DALLAS (CBSDFW.COM) – Lots of optimism coming from the Discovery Gardens at Dallas Fair Park where Mayor Mike Rawlings outlined his vision for the second year of Grow South, a plan to revitalize Dallas’ Southern Sector.
“The theme of this is Southern Dallas is not a charity case, but a business opportunity,” the Mayor said.
He outlined ten areas identified last year and gave them a grade in how effective they’d been. Among the highest marks: an “A” what he called a “culture of clean” for removing derelict houses, like the 250th structured demolished structure last year. And for improving parks, like the one across the street from that 250th house. “Creating a sense of clean makes a neighborhood attractive (and) one of the reasons to move into.”
He awarded an A- for West Dallas, for an economic boost predicted with the opening of the Margaret Hunt Hill Bridge.
“Definitely the bridge,” agreed John Sims of the Four Corners Brewery. “I think the proximity between downtown and Oak Cliff is big, because there’s a lot of traffic that goes back and forth this way. There’s another development that’s going to open up between Sylvan and 30 here in the next year or so so I think we’re going to have kind of an interesting corridor and new restaurants and shops and kind of a new focal point for the city over here.”
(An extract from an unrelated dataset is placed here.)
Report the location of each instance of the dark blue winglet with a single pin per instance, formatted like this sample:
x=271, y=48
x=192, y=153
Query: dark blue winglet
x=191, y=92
The Four Corners Brewery makes local beers for inn and grills and is one of those new economic additions, opening last November. It was the booming West side hooked the owners on moving there. “So we probably could have been open nine months to a year earlier in some random warehouse but we thought this building and this development was worth waiting for,” Sims told CBS 11 News.
But the mayor gave a “C” to the Lancaster Corridor in South Oak Cliff. There are economic enticements in place but investment has been slow. Still, Steve Levine says he “loves the concept.”
Levine and his family co-own Midway Auto Supplies, on the same Lancaster Road address for nearly 50-years.
While there is development around the VA Hospital, he thinks more private enterprise is needed to stimulate jobs.
“Our biggest problem in this neck of the woods—deep South Oak Cliff here— is we have so many people that are unemployed or under employed.” He adds, “Lancaster Corridor has been ignored for so many years that whatever positive can come to fruition is great.” And he observes that people with paychecks can spend more to stimulate economic growth.
Just today there was movement in Central Oak Cliff where the Jim Lake Companies announcved they will re-develop the block where the Oak Cliff Tower is located…including retail, residences and a brew pub.